Que, en cualquier papel, menos es más. También he aprendido a lidiar con mis inseguridades, como persona y como actriz. He aprendido a admitir que soy lo que soy, y que no debo ser otra cosa.

Suena curioso, viniendo de una actriz.

Tienes que estar limpio, ser utilizable. Eres un recipiente donde otro vuelca su historia. No tienes que tener papeles incorporados en tu personalidad. Mejor ser, simplemente, lo que es, para que no se solapen otros yoes con los personajes.

¿Por qué es tan querida?

Supongo que por que valoro mucho mi trabajo. Porque no puedo trabajar en un proyecto que me parezca una mierda. Me gusta tanto actuar que viviría lo contrario como una traición.

¿Tiene algún método?

No "hacer de", sino "sentir como". Hacer cine es contar una realidad que no existe, y yo soy el vehículo para que otro cuente una historia. Que alguien te dé la responsabilidad de eso, que te entregue el corazón de un personaje para que lo hagas latir es un subidón tremendo.

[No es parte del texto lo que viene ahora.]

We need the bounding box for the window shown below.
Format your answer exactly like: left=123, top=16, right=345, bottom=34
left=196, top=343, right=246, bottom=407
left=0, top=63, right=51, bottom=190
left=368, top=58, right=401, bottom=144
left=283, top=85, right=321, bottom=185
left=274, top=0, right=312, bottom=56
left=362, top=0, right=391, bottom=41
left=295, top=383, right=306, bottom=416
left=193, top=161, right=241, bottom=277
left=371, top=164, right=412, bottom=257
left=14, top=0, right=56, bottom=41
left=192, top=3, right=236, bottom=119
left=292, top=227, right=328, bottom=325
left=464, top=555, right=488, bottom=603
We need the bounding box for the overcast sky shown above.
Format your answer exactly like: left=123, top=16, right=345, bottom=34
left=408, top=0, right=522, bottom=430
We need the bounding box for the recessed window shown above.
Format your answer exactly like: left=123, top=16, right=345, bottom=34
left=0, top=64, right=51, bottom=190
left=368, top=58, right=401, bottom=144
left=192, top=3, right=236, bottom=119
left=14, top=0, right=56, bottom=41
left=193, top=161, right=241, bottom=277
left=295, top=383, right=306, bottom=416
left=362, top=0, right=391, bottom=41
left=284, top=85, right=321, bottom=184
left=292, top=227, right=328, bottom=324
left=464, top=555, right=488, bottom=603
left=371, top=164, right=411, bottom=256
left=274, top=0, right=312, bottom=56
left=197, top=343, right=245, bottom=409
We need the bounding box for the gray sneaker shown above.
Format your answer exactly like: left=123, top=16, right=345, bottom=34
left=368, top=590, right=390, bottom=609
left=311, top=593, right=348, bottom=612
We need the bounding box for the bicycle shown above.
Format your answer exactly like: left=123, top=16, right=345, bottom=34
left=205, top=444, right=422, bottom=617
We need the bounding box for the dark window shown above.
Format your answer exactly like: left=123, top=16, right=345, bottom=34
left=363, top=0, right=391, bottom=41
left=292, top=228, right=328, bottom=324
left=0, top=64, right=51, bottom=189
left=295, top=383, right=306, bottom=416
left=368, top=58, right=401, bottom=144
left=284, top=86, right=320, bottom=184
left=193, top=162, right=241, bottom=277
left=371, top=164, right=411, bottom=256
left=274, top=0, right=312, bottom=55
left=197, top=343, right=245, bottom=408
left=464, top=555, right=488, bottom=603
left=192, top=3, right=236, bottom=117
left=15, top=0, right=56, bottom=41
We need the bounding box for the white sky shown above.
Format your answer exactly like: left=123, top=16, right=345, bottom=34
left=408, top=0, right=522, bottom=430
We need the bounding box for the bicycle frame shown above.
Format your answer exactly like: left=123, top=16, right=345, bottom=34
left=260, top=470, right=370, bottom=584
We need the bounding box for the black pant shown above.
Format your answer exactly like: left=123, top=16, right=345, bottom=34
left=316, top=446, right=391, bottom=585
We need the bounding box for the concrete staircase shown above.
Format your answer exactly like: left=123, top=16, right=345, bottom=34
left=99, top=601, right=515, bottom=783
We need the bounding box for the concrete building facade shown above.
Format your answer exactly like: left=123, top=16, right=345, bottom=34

¿Qué deja usted en cada personaje, y qué le dejan ellos?

Meryl Streep, a quien admiro mucho, dice: "Quién ha visto toda mi carrera sabrá cómo soy". Es verdad, vas dejando cosas tuyas y cogiendo de cada personaje. En la calle Carretas las putas me gritan ¡Princesa!, y eso me da la vida. O haber conocido a las mujeres que conocí en un centro de maltratadas de Toledo. O la mujer que me ha ayudado en La isla interior. A ella le debo este papel, y también se lo regalo.

BIO

Nació en Gavá (Barcelona) en 1973. Su nombre de pila es María del Pilar. Ha ganado dos premios Goya: por Te doy mis ojos y por Princesas.